The advisory board has met once for a special meeting, which was held last Monday to make recommendations for two waiver requests.

Board member Daniel Gray, who is also a member of the Jacksonville/North Pulaski Education Corps, said district employees can request waivers if something comes up in their background checks.

Gray, a third-generation realtor, represents Zone 1 and lives in the Foxwood subdivision.

The board recommended granting one of the waivers and denying the other, he said.

Gray said the Arkansas State School Board Association provided three or four hours of training to the board members a few weeks ago, with the exception of McDaniel because he hadn’t been appointed yet. McDaniel said he would receive the same training though.

Gray said the board members talked about the role they would play and how it is not that of a school board.
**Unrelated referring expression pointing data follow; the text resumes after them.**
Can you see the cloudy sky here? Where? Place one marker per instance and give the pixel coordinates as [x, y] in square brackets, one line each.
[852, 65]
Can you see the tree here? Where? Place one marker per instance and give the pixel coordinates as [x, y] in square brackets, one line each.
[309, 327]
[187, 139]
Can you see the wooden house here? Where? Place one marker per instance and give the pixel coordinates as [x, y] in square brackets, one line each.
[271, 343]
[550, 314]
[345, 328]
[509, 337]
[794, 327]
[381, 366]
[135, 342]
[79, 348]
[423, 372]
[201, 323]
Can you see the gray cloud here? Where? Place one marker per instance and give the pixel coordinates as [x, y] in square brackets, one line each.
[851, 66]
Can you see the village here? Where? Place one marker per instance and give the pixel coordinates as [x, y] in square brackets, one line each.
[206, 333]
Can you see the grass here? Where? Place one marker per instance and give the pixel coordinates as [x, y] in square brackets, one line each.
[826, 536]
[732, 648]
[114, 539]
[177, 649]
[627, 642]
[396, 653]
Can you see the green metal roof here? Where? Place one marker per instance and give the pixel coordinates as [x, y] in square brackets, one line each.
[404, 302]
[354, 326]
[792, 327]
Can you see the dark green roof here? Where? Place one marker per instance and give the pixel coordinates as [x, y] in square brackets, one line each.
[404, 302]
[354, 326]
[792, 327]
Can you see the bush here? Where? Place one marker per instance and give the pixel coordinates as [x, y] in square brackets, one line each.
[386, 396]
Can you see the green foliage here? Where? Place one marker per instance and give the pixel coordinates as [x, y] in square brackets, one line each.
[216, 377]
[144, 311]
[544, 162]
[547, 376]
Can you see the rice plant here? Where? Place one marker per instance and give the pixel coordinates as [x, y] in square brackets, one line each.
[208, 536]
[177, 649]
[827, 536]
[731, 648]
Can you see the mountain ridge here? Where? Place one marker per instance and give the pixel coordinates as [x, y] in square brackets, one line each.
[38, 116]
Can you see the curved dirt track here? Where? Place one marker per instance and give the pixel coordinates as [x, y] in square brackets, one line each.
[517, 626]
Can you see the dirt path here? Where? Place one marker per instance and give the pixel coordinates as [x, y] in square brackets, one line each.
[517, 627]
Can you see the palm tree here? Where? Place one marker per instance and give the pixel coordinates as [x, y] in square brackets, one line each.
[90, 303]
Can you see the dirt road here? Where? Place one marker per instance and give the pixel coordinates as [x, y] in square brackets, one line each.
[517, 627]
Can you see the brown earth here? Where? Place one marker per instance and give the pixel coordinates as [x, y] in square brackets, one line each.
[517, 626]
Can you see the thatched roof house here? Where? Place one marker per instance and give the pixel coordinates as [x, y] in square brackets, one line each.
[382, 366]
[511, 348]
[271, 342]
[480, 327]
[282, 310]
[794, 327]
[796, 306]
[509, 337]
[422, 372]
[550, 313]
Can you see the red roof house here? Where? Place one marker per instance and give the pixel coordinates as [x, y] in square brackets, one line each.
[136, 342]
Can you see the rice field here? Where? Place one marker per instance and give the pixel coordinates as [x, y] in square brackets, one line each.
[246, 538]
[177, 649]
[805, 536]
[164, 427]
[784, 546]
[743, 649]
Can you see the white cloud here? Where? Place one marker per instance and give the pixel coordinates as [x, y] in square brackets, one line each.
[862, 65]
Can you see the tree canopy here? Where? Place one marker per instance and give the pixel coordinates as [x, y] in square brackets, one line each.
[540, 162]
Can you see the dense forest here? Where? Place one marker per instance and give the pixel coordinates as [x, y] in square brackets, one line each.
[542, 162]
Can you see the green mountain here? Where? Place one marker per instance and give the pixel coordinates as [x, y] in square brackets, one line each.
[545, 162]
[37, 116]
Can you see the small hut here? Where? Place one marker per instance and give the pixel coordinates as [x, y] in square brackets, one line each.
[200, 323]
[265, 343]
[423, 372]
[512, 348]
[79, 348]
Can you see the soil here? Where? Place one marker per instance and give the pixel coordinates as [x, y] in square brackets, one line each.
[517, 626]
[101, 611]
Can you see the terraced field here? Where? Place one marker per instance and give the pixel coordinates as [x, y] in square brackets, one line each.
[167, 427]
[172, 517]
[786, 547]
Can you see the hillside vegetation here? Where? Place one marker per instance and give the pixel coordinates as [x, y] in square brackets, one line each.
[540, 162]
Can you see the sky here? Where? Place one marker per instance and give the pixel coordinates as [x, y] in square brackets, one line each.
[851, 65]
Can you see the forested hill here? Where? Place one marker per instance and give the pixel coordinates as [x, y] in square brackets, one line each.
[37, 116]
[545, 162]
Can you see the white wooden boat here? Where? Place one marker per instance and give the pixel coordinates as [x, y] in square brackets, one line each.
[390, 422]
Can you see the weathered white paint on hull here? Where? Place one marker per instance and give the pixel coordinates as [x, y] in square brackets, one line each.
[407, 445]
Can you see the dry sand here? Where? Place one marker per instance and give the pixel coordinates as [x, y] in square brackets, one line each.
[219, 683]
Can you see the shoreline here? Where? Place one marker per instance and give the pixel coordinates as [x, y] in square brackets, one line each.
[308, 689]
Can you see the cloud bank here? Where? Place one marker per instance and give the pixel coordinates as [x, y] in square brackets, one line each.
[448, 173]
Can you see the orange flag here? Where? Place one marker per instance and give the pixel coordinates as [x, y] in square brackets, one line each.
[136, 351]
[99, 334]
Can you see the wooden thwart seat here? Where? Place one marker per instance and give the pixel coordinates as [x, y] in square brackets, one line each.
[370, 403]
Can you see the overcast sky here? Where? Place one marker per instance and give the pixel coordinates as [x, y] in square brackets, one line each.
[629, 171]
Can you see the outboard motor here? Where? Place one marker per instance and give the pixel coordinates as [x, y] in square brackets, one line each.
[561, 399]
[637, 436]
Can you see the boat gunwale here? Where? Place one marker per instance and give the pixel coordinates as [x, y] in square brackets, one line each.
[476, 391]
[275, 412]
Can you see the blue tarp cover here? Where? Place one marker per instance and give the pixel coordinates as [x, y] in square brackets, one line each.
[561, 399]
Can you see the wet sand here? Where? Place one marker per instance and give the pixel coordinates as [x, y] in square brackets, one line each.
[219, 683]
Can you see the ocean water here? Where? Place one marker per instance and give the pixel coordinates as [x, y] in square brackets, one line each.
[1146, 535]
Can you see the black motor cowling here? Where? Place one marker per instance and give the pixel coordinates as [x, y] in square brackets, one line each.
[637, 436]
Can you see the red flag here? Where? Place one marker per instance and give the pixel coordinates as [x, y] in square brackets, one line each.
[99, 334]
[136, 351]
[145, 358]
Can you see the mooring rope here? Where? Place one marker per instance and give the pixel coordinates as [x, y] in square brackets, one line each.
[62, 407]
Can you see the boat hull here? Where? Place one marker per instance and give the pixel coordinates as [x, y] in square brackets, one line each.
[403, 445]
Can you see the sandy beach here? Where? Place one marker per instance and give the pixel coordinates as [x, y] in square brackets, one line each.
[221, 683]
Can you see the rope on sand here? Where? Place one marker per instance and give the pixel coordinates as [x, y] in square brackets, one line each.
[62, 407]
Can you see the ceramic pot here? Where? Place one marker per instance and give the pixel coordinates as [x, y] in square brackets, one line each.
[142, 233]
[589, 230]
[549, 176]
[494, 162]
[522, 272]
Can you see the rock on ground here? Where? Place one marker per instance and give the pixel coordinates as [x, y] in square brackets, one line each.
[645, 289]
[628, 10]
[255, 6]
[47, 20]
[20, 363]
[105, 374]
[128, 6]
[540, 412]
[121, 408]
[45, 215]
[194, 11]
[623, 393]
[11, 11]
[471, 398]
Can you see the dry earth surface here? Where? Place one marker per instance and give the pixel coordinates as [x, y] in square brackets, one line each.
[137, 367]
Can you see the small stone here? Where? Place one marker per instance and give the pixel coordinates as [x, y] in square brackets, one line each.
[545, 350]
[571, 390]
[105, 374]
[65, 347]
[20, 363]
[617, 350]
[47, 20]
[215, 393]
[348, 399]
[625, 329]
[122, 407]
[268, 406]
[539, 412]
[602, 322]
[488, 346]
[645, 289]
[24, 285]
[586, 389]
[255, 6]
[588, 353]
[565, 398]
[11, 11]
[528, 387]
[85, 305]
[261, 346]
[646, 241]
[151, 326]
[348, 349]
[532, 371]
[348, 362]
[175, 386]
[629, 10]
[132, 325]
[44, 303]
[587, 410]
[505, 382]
The advisory board, for example, will not have the authority to fire or hire a superintendent as a school board does.

The advisory board’s main function will be to advise Kimbrell, especially concerning three types of hearings – those that are available because of the Teacher Fair Dismissal Act, those that concern teacher grievances and those that concern a student discipline issue that may result in an expulsion, Gray said.

He added, “My goal is to serve in that capacity and to provide some guidance from a parent’s perspective.” His two sons, a sixth grader and a third grader, are PCSSD students.

Gray said the board would also offer reports on PCSSD’s fiscal distress status.

The district’s chief financial officer, Bill Goff, will give the members an update on that topic during the November meeting, Gray said.

The other local board members — Sherwood residents Tjuana Byrd and Margie Anne Snyder — did not return several calls from The Leader.

Byrd is an attorney who runs his own Little Rock law firm. Snyder is a retired teacher.